Чуть погодя Самбиев узнал, что это и есть место его пребывания – комендатура вольноосужденных. Раньше здесь кипела жизнь, осваивали Зауралье, готовились покорять Западную Сибирь. Потом выяснилось, что этот вариант бесперспективен, все бросили, а бесплатную рабсилу перебросили еще дальше в Забайкалье.
За последние два года сюда никого из новых не доставляли, Самбиев был первый, поэтому на него смотрели, как на диковинку.
Всего в комендатуре доживали свой срок девятнадцать человек. К ним был приставлен для охраны прапорщик-сверхсрочник – вечно хмельной верзила со странной фамилией Тыква.
У шестерых уже давно истек срок, но им некуда и не к кому было ехать, и они, как и остальные, по привычке, прозябали в огромных, опустевших казармах.
С каждым месяцем комендатуре урезали паек, и порой казалось, что их вовсе забыли, и если бы не зарплата Тыкве, после которой он, уходя в запой, по-барски расщедривался, можно было бы подумать, что они никому не нужны и в принципе вольны.
Появление Самбиева возродило кое-какие надежды, но вскоре выяснилось – тщетно. Разваливается огромное государство, а что там комендатура!
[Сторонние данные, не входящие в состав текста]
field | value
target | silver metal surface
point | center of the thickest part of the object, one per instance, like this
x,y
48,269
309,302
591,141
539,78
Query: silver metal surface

Самбиев своему положению рад и не рад. Рад, что спокойно, и никому до него дела нет. Не рад, и даже сильно мучается, особенно по ночам, что хоть и считается вольным поселенцем, на самом деле – каторжник, не свободный, гражданин под номером: без паспорта, без прав, без чего-либо еще, кроме возможности чуточку поесть какой-то баланды, вдоволь, до невмоготы поспать и слоняться по территории без дела.
До жгучей боли в сердце переживает он свой арест. И надо же, в самые молодые годы, когда надо жить и создавать, он сослан в Сибирь. Более всего он страдает от того, что дома в полуголодном состоянии брошенные на произвол судьбы остались одни женщины и дети. Так и это не все! Самое больное – известно ему, что Докуев Албаст огородил их надел высоким забором, огромный дом начал строить, и также знает он, что Кемса пыталась противиться этому, с криками кинулась она на Албаста – тот ее толкнул, да так, что упала мать Самбиевых, больно ушиблась.
Ух! Растерзал бы его Арзо! Так это в гневе. А потом поостынет и вспомнит, что раз попытался – от того и он и брат сидят, и далеко сидят, не в Грозном или хотя бы рядом с Кавказом, а в Сибири.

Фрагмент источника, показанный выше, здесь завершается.